Anselm Jappe, na visceral coletânea “Crédito à morte” (2013), retrata outros desdobramentos sócio-políticos envolvidos na crise estrutural e espetacular da sociedade produtora de mercadoras. A perspectiva do autor, pautada sobretudo da teoria crítica do valor-dissociação, caminha em uma direção ligeiramente semelhante à de Zizek quanto à autonomização da esfera da economia diante da vida social. No entanto, compreendemos que a especificidade da crítica de Jappe coloca o fetiche da mercadoria como centro duro da sociabilidade especificamente moderna e contemporânea. E mais ainda neste crítico início de século XXI, com toda a conjugação de crises (econômica, social, política, cognitiva, humanitária, ecológica etc.) e sua efetividade nas escalas da vida humana atual. O crédito à morte, para o autor, constitui um produto da extensão do crédito e endividamento, como passagem necessária de comprometimento de trabalho futuro. Esse processo, no interior de uma forma econômica que se move no limiar entre a ficção e a realidade, constitui o fundamento da dívida tanto entre indivíduos e famílias, quanto em grupos empresariais e Estados-nações. Não apenas o comprometimento do tempo: o espaço, em sua inteireza, aparece como lastro necessário a uma economia de cassino, destituída mesmo de uma perspectiva de longo prazo. Há que se realizarem os ganhos aqui e agora: pouco importam as espessuras do passado, presente ou futuro. Quanto ao espaço, sequer importam os conteúdos ou espessuras do “território” ou do “lugar”: eis a personificação do espaço-tempo da mercadoria e de seu necessário fetiche.
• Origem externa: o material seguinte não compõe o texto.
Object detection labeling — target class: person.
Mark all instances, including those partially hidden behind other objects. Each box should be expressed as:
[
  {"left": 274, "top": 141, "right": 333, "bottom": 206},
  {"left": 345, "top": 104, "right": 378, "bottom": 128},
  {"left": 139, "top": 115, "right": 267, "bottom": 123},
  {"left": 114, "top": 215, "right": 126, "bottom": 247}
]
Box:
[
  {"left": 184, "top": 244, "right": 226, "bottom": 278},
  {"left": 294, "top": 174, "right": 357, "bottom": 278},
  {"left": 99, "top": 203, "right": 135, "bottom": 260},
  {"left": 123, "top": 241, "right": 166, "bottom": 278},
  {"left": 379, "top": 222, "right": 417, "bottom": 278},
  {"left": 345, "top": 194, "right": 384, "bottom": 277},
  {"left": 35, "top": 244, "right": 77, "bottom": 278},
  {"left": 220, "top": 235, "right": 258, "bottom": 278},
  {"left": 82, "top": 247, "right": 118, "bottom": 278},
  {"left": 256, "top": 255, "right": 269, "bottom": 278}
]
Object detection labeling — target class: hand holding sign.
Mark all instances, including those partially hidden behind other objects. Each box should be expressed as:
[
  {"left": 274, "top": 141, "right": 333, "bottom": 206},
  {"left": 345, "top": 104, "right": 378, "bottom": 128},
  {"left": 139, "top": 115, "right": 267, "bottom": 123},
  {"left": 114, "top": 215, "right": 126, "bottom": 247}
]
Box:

O ápice desse processo, segundo Jappe, é que a humanidade inteira, tornada um “luxo” na perspectiva da valorização do capital, deverá ser descartada em tempos de crise (2013, p. 58); para além de uma “perversão”, enxerga o autor nesse processo para lá de neo-malthusiano uma perspectiva muito lógica em uma sociedade que alçou a transformação de dinheiro em mais dinheiro em sua necessidade mais vital.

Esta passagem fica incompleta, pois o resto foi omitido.